Figure 2. Comparison of MoSe2-I-36h after Pt decoration. a )
X-ray diffraction (XRD) spectra; green sphere and grey diamond indicate
MoSe2 1T/2H and carbon paper, b) Raman spectra of
MoSe2-I-36h; Magenta diamond, blue reverse triangle, and
red diamond denote MoOx, MoSe2-2H, and
MoSe2-1T.
Figure 2 (a) displays XRD spectra of MoSe2-I-36h
before and after Pt cluster decoration. Similar to
MoSe2-P 36h case, MoSe2-I-36h was
composed of mixed phases of 1T/2H MoSe2. After Pt
decoration on the MoSe2, the peaks matching to 1T/2H
phases of MoSe2 remained unchanged while Pt XRD peaks
were not detected due to low concentration.

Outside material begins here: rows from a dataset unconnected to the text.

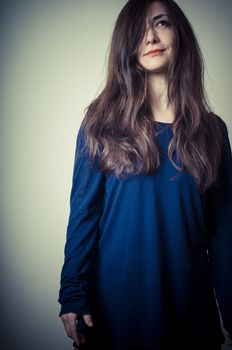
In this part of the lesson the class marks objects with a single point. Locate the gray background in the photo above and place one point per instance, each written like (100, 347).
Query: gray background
(53, 56)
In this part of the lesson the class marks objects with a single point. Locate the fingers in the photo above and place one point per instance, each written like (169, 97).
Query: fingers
(88, 320)
(69, 320)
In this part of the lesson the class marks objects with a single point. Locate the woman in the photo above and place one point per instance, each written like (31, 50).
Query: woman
(149, 237)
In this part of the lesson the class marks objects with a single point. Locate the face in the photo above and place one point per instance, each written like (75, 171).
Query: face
(159, 35)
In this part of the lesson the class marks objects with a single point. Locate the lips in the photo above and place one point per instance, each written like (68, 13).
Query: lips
(154, 52)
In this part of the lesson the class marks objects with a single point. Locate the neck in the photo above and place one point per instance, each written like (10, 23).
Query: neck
(160, 106)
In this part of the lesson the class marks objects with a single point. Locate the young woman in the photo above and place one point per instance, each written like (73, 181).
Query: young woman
(148, 254)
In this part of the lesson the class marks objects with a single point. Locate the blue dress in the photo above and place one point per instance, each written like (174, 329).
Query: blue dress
(149, 256)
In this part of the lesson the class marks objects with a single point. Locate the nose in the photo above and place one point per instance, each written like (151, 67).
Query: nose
(151, 35)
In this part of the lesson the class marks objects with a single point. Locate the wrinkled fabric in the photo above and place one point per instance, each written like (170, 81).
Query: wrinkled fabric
(149, 256)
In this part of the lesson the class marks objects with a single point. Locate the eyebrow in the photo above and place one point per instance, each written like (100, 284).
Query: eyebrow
(157, 17)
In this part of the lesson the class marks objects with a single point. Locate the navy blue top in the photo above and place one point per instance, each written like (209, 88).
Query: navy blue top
(147, 256)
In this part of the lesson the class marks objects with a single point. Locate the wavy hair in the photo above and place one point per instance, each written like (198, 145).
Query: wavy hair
(118, 124)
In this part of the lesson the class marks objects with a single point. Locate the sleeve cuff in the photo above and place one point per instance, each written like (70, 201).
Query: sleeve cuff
(75, 307)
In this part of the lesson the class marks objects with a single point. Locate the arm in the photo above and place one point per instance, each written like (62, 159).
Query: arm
(219, 226)
(86, 201)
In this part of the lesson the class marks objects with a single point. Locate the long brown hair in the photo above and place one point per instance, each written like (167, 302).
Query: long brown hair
(118, 124)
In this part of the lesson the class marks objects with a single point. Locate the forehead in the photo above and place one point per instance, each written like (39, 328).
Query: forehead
(154, 9)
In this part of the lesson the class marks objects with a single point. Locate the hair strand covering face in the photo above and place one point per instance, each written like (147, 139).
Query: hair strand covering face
(118, 124)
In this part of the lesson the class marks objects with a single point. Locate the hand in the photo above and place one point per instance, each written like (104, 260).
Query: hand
(69, 320)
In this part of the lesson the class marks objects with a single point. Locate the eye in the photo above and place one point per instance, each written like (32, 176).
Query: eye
(165, 23)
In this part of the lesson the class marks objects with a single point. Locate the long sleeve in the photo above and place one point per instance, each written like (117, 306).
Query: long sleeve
(219, 223)
(86, 201)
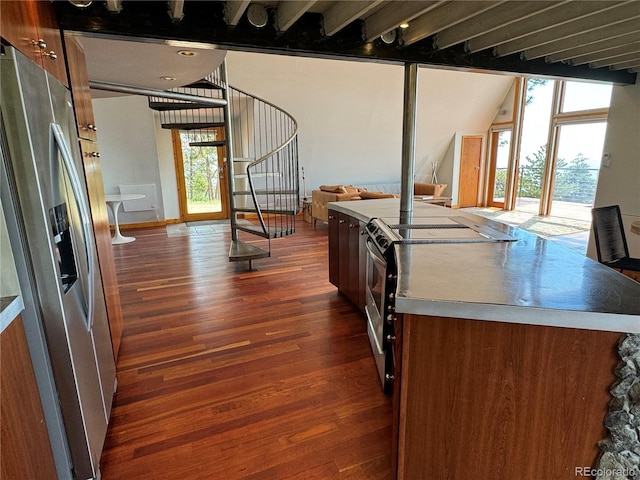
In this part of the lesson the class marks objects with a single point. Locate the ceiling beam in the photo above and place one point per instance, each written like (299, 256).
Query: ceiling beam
(233, 11)
(204, 23)
(176, 9)
(491, 20)
(589, 23)
(631, 67)
(393, 14)
(621, 62)
(588, 38)
(609, 54)
(290, 11)
(343, 13)
(558, 16)
(592, 48)
(443, 17)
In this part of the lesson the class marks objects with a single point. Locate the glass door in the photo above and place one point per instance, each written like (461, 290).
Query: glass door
(499, 167)
(533, 144)
(201, 173)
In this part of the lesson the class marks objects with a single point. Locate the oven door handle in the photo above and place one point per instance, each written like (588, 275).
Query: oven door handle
(373, 330)
(377, 257)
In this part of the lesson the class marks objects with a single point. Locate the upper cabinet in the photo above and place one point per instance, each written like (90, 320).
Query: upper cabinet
(31, 27)
(80, 89)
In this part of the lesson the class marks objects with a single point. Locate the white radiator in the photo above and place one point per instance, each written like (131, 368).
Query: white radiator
(149, 202)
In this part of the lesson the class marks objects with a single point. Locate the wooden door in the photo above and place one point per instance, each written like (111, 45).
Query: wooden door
(201, 171)
(470, 161)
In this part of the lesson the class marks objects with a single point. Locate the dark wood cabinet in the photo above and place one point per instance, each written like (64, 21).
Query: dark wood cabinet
(26, 452)
(80, 89)
(95, 186)
(334, 249)
(472, 392)
(31, 27)
(346, 259)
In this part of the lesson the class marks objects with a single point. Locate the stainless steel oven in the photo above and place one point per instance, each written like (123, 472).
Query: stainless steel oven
(382, 272)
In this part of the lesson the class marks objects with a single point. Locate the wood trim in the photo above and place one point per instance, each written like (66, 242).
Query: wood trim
(177, 156)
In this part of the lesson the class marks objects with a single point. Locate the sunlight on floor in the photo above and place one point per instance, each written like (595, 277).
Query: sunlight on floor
(569, 227)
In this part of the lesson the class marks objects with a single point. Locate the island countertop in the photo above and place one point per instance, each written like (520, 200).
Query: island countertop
(531, 281)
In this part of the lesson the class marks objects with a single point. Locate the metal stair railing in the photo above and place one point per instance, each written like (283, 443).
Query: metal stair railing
(261, 141)
(269, 135)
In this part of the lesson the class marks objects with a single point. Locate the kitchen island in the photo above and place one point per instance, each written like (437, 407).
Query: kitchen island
(504, 353)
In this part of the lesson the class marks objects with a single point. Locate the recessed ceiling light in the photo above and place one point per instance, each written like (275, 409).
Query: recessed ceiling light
(81, 3)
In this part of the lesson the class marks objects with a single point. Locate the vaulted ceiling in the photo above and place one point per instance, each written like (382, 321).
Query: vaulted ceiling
(594, 40)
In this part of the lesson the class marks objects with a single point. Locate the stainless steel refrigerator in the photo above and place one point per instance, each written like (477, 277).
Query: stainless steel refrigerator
(44, 186)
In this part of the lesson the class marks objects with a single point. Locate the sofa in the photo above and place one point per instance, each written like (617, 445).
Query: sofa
(330, 193)
(341, 193)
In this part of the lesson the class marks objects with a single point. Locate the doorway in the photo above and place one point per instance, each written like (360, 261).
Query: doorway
(200, 157)
(471, 148)
(498, 167)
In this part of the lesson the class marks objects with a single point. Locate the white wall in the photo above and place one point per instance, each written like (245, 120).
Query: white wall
(349, 115)
(619, 183)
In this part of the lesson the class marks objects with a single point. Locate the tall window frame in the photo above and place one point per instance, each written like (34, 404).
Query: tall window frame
(559, 117)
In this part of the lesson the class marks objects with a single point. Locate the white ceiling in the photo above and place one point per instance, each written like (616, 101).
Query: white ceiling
(139, 64)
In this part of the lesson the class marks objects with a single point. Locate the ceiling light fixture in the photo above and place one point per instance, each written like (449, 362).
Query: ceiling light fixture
(257, 15)
(388, 37)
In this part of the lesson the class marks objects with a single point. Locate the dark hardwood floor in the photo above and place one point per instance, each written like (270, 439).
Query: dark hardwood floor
(232, 374)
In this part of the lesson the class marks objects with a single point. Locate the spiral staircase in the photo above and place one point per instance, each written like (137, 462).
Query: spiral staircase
(261, 141)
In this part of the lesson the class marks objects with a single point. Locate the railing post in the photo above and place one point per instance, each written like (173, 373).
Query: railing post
(228, 136)
(410, 110)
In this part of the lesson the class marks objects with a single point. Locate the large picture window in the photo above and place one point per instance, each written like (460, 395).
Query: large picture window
(554, 157)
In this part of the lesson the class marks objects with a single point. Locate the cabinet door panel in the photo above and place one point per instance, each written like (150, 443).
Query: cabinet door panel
(80, 89)
(52, 56)
(334, 249)
(354, 261)
(343, 253)
(18, 27)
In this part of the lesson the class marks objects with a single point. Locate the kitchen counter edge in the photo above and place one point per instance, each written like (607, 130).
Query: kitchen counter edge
(364, 210)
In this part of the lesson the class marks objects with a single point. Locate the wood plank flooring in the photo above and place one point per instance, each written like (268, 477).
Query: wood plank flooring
(232, 374)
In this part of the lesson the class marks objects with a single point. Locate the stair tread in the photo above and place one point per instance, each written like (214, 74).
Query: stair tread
(239, 251)
(213, 143)
(192, 126)
(266, 192)
(204, 84)
(271, 233)
(277, 211)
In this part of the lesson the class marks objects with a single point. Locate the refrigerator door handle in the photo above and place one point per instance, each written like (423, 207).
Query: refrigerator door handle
(59, 144)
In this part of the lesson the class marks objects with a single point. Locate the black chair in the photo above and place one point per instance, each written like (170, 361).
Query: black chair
(611, 242)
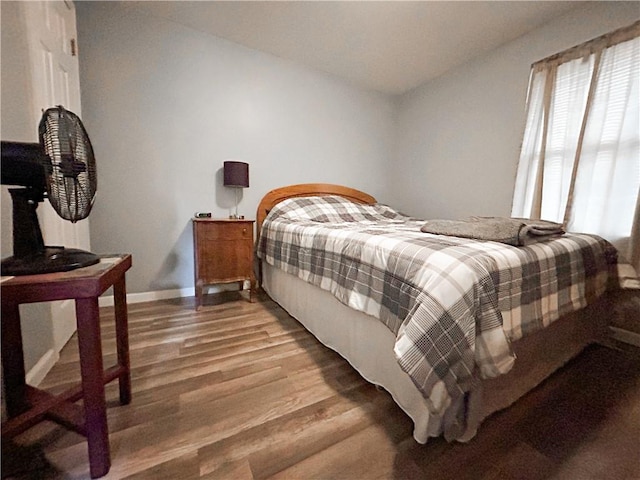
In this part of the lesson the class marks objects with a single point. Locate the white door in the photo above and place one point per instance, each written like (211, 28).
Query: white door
(53, 60)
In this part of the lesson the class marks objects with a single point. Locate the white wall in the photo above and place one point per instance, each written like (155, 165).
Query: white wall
(459, 135)
(165, 105)
(16, 126)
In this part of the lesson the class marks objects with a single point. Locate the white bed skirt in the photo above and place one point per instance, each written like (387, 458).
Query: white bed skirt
(342, 329)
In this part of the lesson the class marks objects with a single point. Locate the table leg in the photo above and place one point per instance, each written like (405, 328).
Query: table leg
(122, 339)
(198, 292)
(92, 372)
(13, 359)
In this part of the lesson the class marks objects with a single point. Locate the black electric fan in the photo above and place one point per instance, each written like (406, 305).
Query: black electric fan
(61, 167)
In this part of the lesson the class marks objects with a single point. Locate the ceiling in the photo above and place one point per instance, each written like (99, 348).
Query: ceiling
(388, 46)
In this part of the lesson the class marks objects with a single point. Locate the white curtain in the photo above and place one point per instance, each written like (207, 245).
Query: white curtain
(580, 158)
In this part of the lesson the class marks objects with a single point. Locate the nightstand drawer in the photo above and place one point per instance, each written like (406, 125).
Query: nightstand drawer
(213, 231)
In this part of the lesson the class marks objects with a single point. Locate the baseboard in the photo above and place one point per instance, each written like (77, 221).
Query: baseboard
(42, 367)
(625, 336)
(107, 301)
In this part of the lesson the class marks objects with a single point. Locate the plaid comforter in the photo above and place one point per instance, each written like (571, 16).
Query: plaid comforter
(454, 304)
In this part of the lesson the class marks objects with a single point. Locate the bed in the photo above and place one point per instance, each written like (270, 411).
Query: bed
(448, 358)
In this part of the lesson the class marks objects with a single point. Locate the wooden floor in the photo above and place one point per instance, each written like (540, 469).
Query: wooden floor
(241, 391)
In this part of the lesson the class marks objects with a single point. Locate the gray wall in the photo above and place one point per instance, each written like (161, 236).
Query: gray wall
(459, 135)
(165, 105)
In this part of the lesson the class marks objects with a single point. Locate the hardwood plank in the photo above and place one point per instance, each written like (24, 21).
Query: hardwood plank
(241, 390)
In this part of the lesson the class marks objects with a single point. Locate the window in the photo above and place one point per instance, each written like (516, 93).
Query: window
(580, 158)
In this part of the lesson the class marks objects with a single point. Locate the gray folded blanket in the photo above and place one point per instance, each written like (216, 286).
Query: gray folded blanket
(512, 231)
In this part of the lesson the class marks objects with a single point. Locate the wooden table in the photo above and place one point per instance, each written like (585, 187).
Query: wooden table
(27, 405)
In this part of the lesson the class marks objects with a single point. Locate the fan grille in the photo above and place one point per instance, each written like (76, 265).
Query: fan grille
(70, 164)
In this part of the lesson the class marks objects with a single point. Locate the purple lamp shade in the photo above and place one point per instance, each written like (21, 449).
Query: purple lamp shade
(236, 174)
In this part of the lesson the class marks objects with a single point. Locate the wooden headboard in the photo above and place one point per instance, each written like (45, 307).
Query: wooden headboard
(307, 190)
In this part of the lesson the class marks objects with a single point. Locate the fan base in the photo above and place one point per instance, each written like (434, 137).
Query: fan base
(51, 260)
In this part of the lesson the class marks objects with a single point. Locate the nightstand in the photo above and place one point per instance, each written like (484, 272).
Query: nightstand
(223, 253)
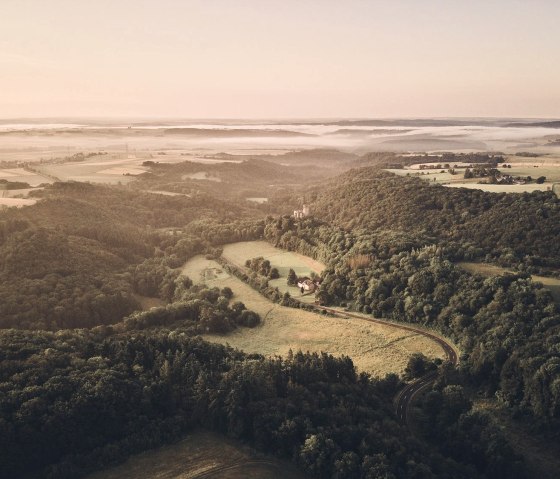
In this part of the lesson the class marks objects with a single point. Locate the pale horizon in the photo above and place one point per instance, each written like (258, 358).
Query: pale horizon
(268, 60)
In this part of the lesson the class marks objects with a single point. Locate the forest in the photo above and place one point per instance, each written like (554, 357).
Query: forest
(88, 378)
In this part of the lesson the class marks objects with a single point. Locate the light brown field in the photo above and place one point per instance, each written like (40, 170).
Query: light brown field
(201, 175)
(376, 349)
(201, 454)
(238, 253)
(16, 202)
(553, 284)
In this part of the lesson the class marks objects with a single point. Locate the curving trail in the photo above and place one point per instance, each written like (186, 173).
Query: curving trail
(406, 396)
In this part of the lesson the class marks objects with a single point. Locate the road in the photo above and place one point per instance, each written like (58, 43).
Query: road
(406, 396)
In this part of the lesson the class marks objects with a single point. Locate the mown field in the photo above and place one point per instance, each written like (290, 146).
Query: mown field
(201, 455)
(553, 284)
(238, 253)
(376, 349)
(548, 167)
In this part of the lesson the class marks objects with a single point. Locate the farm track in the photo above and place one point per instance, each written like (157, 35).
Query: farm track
(217, 471)
(405, 397)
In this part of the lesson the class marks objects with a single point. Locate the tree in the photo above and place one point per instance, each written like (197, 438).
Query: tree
(292, 278)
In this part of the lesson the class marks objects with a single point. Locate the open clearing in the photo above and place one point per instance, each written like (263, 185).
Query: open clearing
(16, 202)
(238, 253)
(201, 454)
(553, 284)
(376, 349)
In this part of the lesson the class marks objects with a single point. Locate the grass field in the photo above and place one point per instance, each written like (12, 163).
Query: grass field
(20, 174)
(534, 167)
(16, 202)
(374, 348)
(553, 284)
(201, 454)
(238, 253)
(109, 170)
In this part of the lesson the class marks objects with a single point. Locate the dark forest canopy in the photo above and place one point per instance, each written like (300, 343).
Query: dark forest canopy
(78, 257)
(513, 228)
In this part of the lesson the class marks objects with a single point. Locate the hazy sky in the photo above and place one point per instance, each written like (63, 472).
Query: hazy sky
(250, 59)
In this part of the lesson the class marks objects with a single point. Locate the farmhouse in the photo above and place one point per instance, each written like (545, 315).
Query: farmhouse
(308, 284)
(302, 213)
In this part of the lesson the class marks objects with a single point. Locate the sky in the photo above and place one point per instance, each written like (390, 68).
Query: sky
(279, 59)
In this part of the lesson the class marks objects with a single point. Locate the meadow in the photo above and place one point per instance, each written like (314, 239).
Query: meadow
(376, 349)
(201, 454)
(238, 253)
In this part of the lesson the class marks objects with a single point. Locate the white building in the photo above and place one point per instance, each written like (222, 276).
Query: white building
(302, 213)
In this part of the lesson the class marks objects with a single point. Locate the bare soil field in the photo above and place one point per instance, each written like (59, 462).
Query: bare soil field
(553, 284)
(201, 455)
(376, 349)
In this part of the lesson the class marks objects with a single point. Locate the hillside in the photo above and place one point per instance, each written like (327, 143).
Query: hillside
(69, 261)
(511, 228)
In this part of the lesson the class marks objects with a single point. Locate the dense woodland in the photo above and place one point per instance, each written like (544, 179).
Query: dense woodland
(103, 379)
(391, 245)
(78, 257)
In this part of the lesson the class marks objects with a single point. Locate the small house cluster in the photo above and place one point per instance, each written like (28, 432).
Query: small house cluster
(307, 284)
(302, 213)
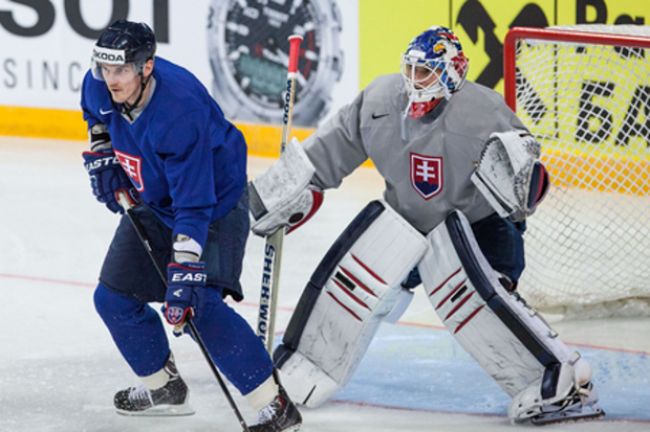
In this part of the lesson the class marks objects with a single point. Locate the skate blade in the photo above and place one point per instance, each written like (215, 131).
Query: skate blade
(160, 411)
(568, 417)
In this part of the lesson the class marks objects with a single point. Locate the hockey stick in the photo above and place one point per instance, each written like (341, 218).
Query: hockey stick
(139, 230)
(273, 246)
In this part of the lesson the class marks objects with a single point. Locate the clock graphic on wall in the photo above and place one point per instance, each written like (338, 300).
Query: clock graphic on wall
(248, 48)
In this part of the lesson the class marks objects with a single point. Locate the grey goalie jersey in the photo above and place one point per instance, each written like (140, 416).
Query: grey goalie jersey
(426, 163)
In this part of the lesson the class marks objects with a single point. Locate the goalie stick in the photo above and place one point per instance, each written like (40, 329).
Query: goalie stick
(139, 230)
(273, 246)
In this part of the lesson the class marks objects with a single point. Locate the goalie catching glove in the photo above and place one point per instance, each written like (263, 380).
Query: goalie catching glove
(283, 196)
(510, 175)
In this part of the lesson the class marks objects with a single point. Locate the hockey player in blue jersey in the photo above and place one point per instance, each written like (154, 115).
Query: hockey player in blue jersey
(159, 139)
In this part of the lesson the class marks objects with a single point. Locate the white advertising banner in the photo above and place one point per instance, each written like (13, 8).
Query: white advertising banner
(46, 46)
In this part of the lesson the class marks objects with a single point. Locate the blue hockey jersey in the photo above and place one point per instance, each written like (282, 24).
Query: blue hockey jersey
(185, 159)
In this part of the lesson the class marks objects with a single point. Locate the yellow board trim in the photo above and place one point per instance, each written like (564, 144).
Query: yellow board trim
(566, 169)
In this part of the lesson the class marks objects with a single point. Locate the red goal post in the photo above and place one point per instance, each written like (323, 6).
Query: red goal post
(584, 92)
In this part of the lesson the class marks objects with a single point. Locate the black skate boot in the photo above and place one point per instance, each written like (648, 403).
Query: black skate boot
(281, 415)
(169, 400)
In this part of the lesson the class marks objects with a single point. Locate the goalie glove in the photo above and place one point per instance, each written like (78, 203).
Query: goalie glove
(510, 175)
(283, 196)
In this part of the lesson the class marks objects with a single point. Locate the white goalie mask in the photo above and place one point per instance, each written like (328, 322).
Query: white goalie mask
(433, 65)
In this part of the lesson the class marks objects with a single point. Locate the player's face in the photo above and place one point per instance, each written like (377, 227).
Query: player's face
(122, 81)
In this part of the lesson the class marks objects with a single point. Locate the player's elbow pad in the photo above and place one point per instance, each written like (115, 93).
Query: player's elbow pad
(291, 216)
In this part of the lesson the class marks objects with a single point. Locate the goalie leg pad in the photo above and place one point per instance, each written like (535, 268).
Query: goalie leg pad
(356, 285)
(509, 340)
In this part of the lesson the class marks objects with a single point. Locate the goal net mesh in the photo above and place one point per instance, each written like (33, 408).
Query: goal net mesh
(588, 103)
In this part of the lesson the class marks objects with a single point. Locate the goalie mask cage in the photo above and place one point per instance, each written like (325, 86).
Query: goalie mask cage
(584, 92)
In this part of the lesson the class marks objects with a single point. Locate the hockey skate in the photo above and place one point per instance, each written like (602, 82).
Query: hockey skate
(581, 405)
(281, 415)
(575, 398)
(168, 400)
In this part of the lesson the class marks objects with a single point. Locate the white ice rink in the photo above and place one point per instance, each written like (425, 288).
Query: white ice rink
(59, 368)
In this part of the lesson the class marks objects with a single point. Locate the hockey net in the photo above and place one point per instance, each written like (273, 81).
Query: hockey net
(584, 92)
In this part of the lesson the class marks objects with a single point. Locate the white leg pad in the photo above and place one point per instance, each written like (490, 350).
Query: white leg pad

From the Raman spectra inFigure 2 (b), the intensity of the A1g peak (2H
phase) was decreased, whereas those of J1,
J2, J3, and
E12g (1T phase peaks) increased
significantly after the Pt decoration, indicating the conversion of 2H
MoSe2 to 1T MoSe2 during the Pt
electrodeposition process. Figure S11(a) , shows the XPS
analysis of the MoSe2-I-36h-Pt sample where the presence
of Pt element was clearly confirmed compared to the pristine
MoSe2-I-36h. Furthermore, the intensities of the peaks
(229.3, 232.9 eV for Mo 3d and 54.7 and 55.7 eV for Se 3d, which were
related to 2H-MoSe2, were decreased while increase in
relative intensities of the 1T-MoSe2 were observed after
the Pt electrodeposition process, as depicted in Figures S11 (b) and (c) which is in good agreement with the Raman analysis.Figures S11 (d) exhibit Pt 4f spectra, the peaks located at
72.5 and 75.6 eV corresponding to Pt0 were observed,
while the peaks located at 73.6 and 76.8 eV corresponding to
Pt2+ might be attributed to the oxidation of Pt
nanoparticles during the electrochemical reaction process.[18]